Psalm 29 - “The voice of the LORD”

1. The thunderstorm

Storm clouds gather over the Mediterranean. The thunder rolls inland over the cedars of Lebanon, and lightning strikes strip the cedars bare. Even the mountains of the North seem to be shaken to their very foundations. The storm turns, travelling the whole length of Israel, and seems to shake the wilderness. The sand cannot remain still, and anything loose is driven like tumbleweed across the plain. The red deer calves early, and all creation stands in awe at the might of the storm.

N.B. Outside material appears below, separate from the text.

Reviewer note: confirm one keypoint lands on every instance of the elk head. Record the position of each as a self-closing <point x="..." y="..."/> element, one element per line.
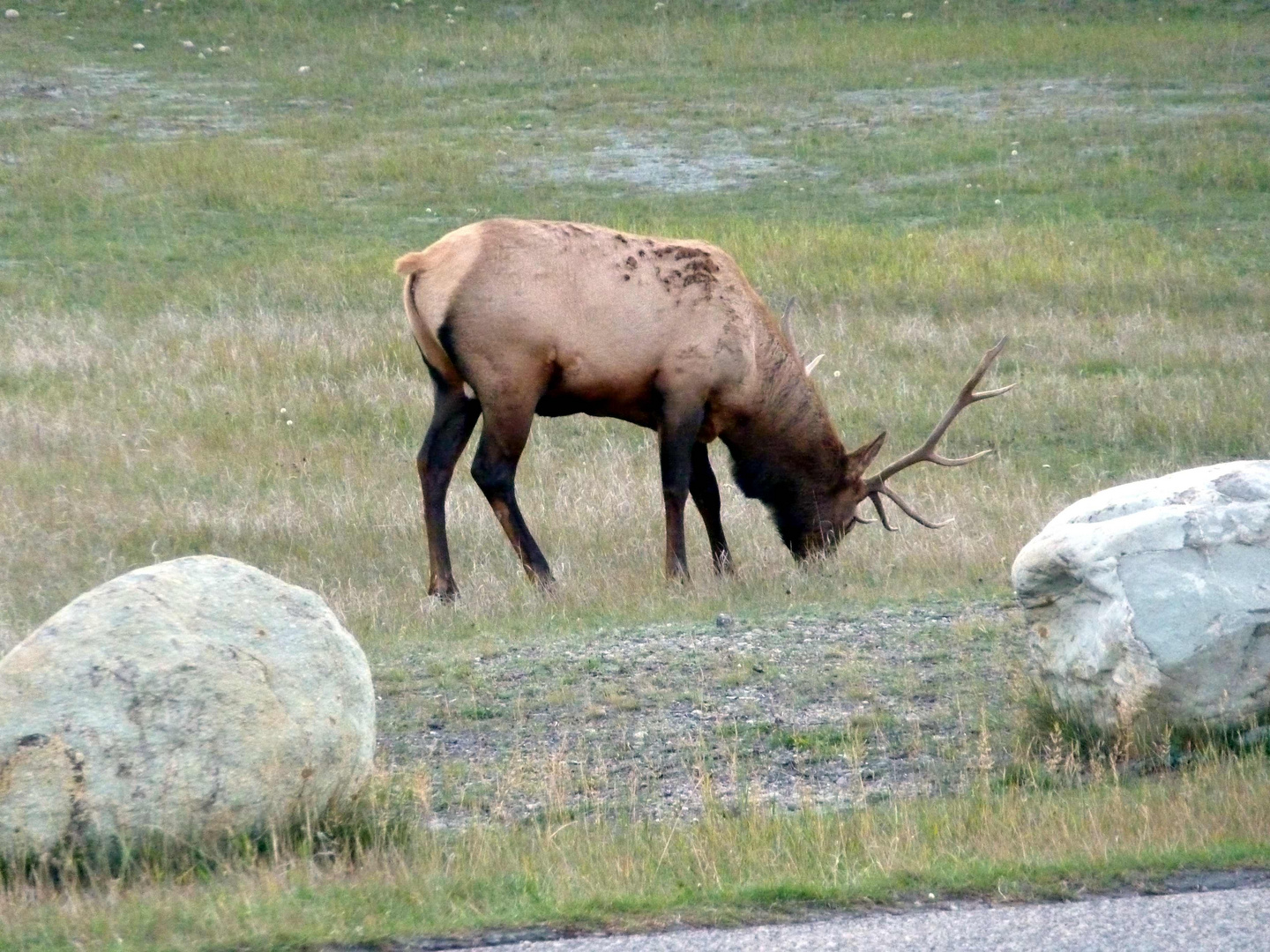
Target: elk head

The claps of thunder are not the sound of the mighty Thor of Norse mythology, who was said to be riding his chariot across the sky. Nor are they the voice of the Canaanites’ storm god Baal, who allegedly dwelt ‘in’ the storm (and if he was not there, he was on vacation - or maybe sleeping - cf. 1 Kings 18:27). Nor is this the beginning of yet another disaster movie, but a metaphor of the awesome might of the LORD, who sits “above” the storms of life (Psalm 29:10).

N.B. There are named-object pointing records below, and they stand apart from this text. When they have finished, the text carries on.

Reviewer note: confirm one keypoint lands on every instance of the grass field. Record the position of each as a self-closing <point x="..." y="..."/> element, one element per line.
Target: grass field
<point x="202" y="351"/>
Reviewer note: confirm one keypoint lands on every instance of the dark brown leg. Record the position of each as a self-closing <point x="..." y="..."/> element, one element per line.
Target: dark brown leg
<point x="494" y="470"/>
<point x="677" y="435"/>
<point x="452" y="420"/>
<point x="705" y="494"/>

Repetition drives the momentum of the storm in this song. This is not the ‘repeat, ad lib, and fade’ of popular music, but a powerful push towards peace. Three times the “sons of God” (Hebrew), the ‘mighty ones’ or ‘heavenly beings’ are called to give - or “ascribe” - glory to the LORD (Psalm 29:1-2). Seven times the thunder claps are identified with “the voice of the LORD” (Psalm 29:3-9). “The LORD” is named four times in the closing verses (Psalm 29:10-11), reminding us that the Psalm is not about the storm, but about the LORD who sits above the storm. Nothing is outside His power.

2. Thunder from heaven

There was thunder at Sinai when the LORD appeared to Moses and the children of Israel (Exodus 20:18). On one occasion the LORD Himself - in rebuking His prophet - described His voice as thunder (Job 40:9). When the Father spoke of His glory in answer to Jesus’ prayer, some of the people said it thundered: others said it was an angel (John 12:27-29). More than once the Apostle John uses the motif of thunder in describing what he heard in heaven (Revelation 6:1; Revelation 14:2; Revelation 19:6).

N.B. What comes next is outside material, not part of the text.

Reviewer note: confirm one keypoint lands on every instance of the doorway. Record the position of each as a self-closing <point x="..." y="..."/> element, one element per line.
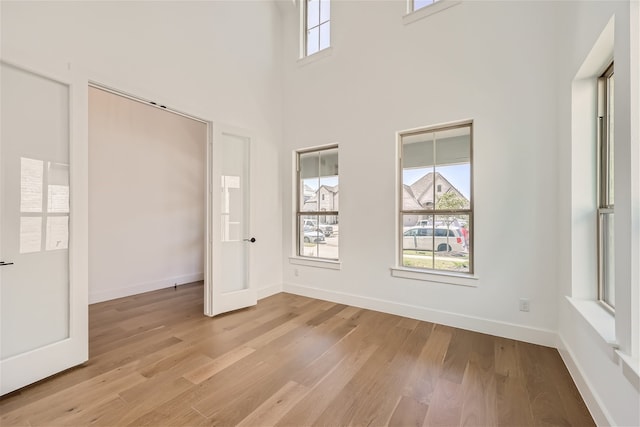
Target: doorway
<point x="147" y="200"/>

3. “The voice of the LORD” is not confined to the thunderstorm

There was an earthquake at the time of Jesus’ crucifixion (Matthew 27:50-51), and the Talmud tells us that in that year the Sanhedrin was “banished” from its favoured site to a less favourable site within the Temple - perhaps, I suggest, on account of earthquake damage. (Yes, God does sometimes speak through temporal judgements!) There was another earthquake also at the resurrection of Jesus, whereby God spoke His final word on the finished work of Christ (Matthew 28:2).

Certainly the LORD sent fire from heaven to consume Elijah’s saturated sacrifice, and then sent an abundance of rain (1 Kings 18:38, 45). In the next scene, however, Elijah sought the LORD in the wind, earthquake and fire - but the LORD merely passed by. Only then did the prophet hear “the still small voice” (1 Kings 19:11-12).